O procurador conta que, em casos como esse, não é preciso provar que as vítimas foram intoxicadas ou o que elas sofreram. É classificado como crime apenas por ter ocorrido a pulverização. “Não é necessário indício de contaminação. A partir do momento em que a pessoa passa por cima de uma comunidade é crime. Toda e qualquer falha administrativa no processo é caracterizada como crime.

A pessoa pulverizou fora das especificações legais, é crime”, explica.O triunfo dos indígenas da comunidade Tey Jusu ocorre em um cenário de diversas vitórias dos agricultores do Mato Grosso do Sul.

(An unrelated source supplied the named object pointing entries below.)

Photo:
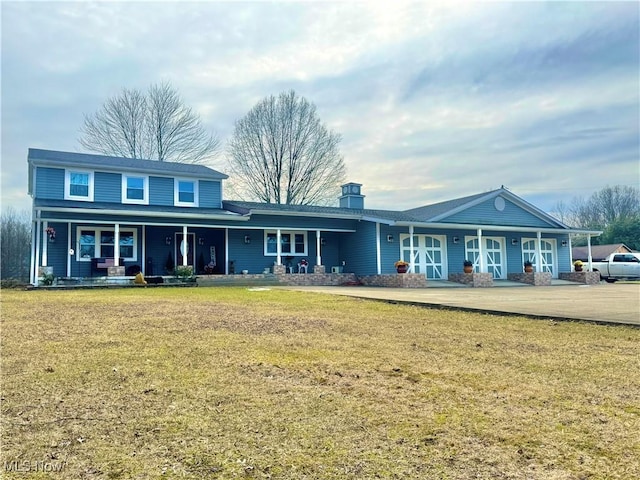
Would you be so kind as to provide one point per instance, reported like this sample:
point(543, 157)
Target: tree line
point(279, 152)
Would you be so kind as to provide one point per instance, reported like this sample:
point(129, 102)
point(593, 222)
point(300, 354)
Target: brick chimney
point(351, 196)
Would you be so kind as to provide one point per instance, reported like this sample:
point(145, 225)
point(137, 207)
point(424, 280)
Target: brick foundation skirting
point(407, 280)
point(395, 280)
point(472, 279)
point(541, 279)
point(588, 278)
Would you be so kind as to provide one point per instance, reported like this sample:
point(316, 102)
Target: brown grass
point(233, 383)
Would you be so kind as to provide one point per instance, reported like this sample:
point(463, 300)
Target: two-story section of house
point(96, 215)
point(94, 211)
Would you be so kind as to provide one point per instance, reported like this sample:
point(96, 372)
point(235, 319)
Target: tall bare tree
point(15, 248)
point(280, 152)
point(614, 210)
point(156, 125)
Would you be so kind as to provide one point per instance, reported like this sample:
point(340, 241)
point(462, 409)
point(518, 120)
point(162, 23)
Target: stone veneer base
point(472, 279)
point(588, 278)
point(541, 279)
point(395, 280)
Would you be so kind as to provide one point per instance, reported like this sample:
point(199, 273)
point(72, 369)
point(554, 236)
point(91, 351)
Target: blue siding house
point(96, 215)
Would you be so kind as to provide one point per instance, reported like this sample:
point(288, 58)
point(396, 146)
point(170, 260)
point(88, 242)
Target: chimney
point(351, 197)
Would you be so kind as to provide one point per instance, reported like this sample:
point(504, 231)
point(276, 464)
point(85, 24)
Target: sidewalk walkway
point(605, 303)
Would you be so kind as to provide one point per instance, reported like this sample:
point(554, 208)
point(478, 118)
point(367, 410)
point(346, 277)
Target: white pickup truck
point(617, 266)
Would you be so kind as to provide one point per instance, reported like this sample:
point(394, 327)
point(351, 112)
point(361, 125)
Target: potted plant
point(401, 266)
point(468, 266)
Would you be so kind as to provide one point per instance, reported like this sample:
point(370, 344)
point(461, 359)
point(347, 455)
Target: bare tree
point(156, 125)
point(15, 248)
point(281, 153)
point(605, 206)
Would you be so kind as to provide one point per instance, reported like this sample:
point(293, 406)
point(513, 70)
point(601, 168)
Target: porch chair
point(302, 266)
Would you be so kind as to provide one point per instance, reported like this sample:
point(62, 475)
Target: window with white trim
point(185, 193)
point(291, 243)
point(94, 242)
point(135, 189)
point(78, 185)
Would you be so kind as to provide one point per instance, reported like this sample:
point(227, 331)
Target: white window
point(78, 185)
point(98, 243)
point(185, 193)
point(291, 243)
point(135, 189)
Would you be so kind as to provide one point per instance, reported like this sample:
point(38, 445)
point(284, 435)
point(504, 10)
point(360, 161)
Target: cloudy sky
point(434, 100)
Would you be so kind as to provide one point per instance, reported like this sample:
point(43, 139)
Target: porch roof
point(103, 208)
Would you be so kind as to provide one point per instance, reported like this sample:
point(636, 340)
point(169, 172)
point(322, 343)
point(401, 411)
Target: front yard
point(240, 383)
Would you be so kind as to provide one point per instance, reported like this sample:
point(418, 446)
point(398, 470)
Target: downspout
point(318, 242)
point(143, 251)
point(378, 260)
point(45, 244)
point(411, 257)
point(538, 251)
point(69, 254)
point(37, 248)
point(185, 241)
point(481, 260)
point(226, 251)
point(278, 247)
point(116, 245)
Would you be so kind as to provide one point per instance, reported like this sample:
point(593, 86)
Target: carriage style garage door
point(547, 254)
point(428, 255)
point(494, 251)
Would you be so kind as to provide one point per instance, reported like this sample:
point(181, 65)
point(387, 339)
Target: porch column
point(226, 251)
point(116, 245)
point(69, 254)
point(318, 242)
point(143, 253)
point(186, 246)
point(411, 255)
point(45, 244)
point(32, 270)
point(378, 261)
point(482, 264)
point(278, 248)
point(538, 251)
point(38, 236)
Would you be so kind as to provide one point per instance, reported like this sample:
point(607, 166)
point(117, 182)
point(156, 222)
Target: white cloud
point(433, 99)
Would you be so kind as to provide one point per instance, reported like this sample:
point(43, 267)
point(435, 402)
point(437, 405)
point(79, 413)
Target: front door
point(494, 255)
point(428, 254)
point(547, 254)
point(185, 248)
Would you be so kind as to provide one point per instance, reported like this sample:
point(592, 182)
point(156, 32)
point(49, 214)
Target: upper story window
point(186, 193)
point(78, 185)
point(291, 243)
point(135, 189)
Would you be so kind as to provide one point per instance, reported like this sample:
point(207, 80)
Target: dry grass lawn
point(233, 383)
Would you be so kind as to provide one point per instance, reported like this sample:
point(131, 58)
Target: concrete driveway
point(608, 303)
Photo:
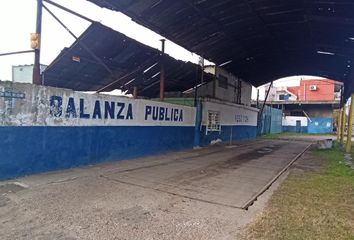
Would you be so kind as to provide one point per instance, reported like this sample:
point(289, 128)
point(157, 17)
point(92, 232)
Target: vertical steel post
point(342, 132)
point(198, 123)
point(348, 148)
point(339, 125)
point(162, 71)
point(36, 77)
point(135, 92)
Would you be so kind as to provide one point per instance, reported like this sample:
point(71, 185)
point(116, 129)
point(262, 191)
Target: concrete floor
point(194, 194)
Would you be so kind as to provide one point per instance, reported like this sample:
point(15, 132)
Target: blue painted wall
point(236, 133)
point(320, 125)
point(28, 150)
point(293, 129)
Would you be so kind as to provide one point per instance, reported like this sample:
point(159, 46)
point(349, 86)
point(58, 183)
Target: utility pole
point(348, 148)
point(162, 71)
point(36, 78)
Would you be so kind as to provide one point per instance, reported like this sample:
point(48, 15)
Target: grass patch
point(311, 205)
point(288, 134)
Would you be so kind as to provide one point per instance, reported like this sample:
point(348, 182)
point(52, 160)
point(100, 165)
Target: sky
point(18, 20)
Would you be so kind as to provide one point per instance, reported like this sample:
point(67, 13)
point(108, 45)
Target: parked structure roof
point(262, 40)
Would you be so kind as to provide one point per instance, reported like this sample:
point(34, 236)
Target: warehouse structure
point(254, 41)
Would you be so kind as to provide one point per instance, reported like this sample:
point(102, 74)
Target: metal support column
point(135, 92)
point(162, 71)
point(36, 78)
point(339, 125)
point(348, 148)
point(342, 132)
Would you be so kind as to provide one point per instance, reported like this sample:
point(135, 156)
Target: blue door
point(298, 126)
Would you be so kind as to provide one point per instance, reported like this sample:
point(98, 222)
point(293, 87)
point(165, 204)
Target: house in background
point(308, 107)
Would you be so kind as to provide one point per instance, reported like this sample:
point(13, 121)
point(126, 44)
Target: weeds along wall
point(45, 128)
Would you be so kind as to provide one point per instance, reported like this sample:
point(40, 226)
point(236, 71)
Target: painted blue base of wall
point(28, 150)
point(320, 125)
point(236, 133)
point(294, 129)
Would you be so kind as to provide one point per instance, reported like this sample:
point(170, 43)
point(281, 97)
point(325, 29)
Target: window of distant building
point(213, 121)
point(223, 81)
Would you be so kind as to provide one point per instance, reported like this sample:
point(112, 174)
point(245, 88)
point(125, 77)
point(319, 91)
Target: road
point(195, 194)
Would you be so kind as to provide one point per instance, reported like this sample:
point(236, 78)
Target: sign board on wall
point(231, 114)
point(47, 106)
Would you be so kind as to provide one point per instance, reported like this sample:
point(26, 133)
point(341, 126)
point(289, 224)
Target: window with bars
point(213, 121)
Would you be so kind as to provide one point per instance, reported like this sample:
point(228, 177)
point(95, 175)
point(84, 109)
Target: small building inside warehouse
point(309, 107)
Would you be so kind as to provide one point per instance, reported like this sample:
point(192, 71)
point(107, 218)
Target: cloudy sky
point(17, 21)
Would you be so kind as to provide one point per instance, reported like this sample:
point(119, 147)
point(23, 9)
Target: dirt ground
point(314, 202)
point(95, 203)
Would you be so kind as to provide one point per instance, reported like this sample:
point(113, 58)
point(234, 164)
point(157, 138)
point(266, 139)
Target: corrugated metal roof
point(132, 64)
point(264, 39)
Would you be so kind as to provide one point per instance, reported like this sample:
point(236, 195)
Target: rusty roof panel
point(130, 62)
point(265, 39)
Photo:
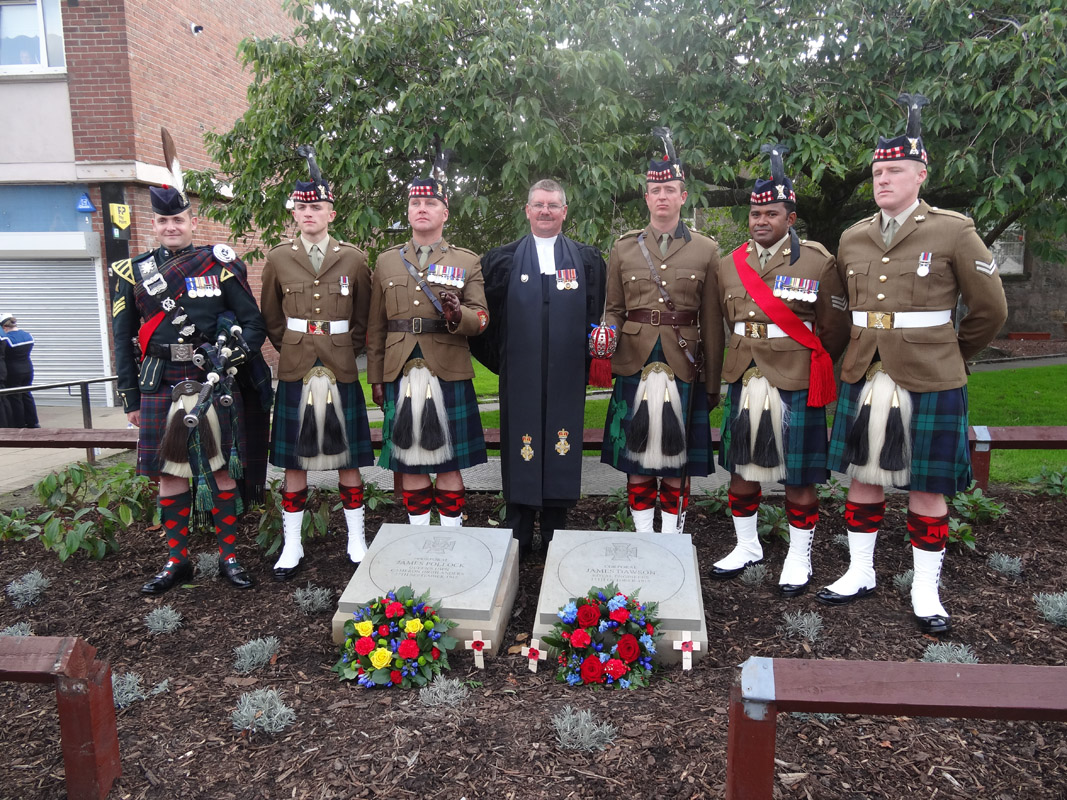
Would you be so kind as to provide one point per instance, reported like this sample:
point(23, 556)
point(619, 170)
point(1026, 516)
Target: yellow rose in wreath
point(380, 658)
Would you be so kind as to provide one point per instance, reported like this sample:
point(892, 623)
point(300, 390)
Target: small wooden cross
point(534, 654)
point(686, 645)
point(478, 644)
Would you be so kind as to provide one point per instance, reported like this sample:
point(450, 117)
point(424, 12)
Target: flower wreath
point(605, 637)
point(395, 640)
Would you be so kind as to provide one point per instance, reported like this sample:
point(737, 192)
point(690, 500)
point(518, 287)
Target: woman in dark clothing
point(21, 410)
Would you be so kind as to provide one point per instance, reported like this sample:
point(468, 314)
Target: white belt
point(762, 330)
point(888, 320)
point(317, 326)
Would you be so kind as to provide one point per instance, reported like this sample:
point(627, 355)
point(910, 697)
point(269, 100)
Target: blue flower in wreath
point(568, 613)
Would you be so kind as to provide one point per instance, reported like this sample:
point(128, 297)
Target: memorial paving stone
point(658, 566)
point(472, 575)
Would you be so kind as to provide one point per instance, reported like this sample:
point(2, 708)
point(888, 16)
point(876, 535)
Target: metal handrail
point(86, 409)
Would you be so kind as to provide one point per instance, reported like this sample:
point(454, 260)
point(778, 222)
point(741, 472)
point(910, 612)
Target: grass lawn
point(1032, 396)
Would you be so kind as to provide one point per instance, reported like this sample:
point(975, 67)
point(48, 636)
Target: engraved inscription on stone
point(421, 561)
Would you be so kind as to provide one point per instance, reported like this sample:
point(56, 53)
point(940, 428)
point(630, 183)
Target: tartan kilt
point(621, 409)
point(464, 427)
point(940, 457)
point(156, 406)
point(285, 427)
point(803, 436)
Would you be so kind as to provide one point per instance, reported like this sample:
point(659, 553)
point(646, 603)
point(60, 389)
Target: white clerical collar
point(901, 218)
point(546, 254)
point(308, 243)
point(771, 250)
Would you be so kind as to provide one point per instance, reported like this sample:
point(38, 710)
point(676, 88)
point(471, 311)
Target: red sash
point(821, 386)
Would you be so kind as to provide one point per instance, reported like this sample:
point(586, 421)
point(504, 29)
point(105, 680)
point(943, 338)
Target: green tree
point(572, 90)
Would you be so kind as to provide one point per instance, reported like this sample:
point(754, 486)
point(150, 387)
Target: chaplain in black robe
point(544, 293)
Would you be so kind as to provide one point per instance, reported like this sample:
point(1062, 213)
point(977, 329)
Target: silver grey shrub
point(263, 710)
point(580, 731)
point(255, 654)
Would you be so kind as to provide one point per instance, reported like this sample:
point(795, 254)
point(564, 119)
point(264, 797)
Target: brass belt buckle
point(880, 320)
point(181, 352)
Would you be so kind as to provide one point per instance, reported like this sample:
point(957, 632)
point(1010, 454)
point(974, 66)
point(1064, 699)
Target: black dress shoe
point(832, 598)
point(164, 580)
point(792, 590)
point(718, 574)
point(935, 625)
point(284, 573)
point(235, 573)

Um caso recente e semelhante de pulverização irregular de agrotóxicos ocorreu com os guarani kaiowá comunidade indígena de Guyra Kambi’y, em Dourados (MS). Mesmo com um vídeo gravado que mostra o avião jogando pesticida próximo à comunidade, a Justiça considerou a acusação improcedente.

Em outro caso, o acusado confessou durante a audiência em 2018 ter pulverizado agrotóxico em cima de índios guarani kaiowá no município de Dourados. Mas acabou absolvido devido a um relatório do Ministério da Agricultura, que apontava que não teria indícios de contaminação.

“O mesmo Ministério que tem como um dos princípios institucionais a promoção do agronegócio é quem faz a fiscalização dos agrotóxicos. Há um claro confronto de interesses, o que faz com que a fiscalização seja extremamente limitada em relação aos agrotóxicos”, afirma o procurador.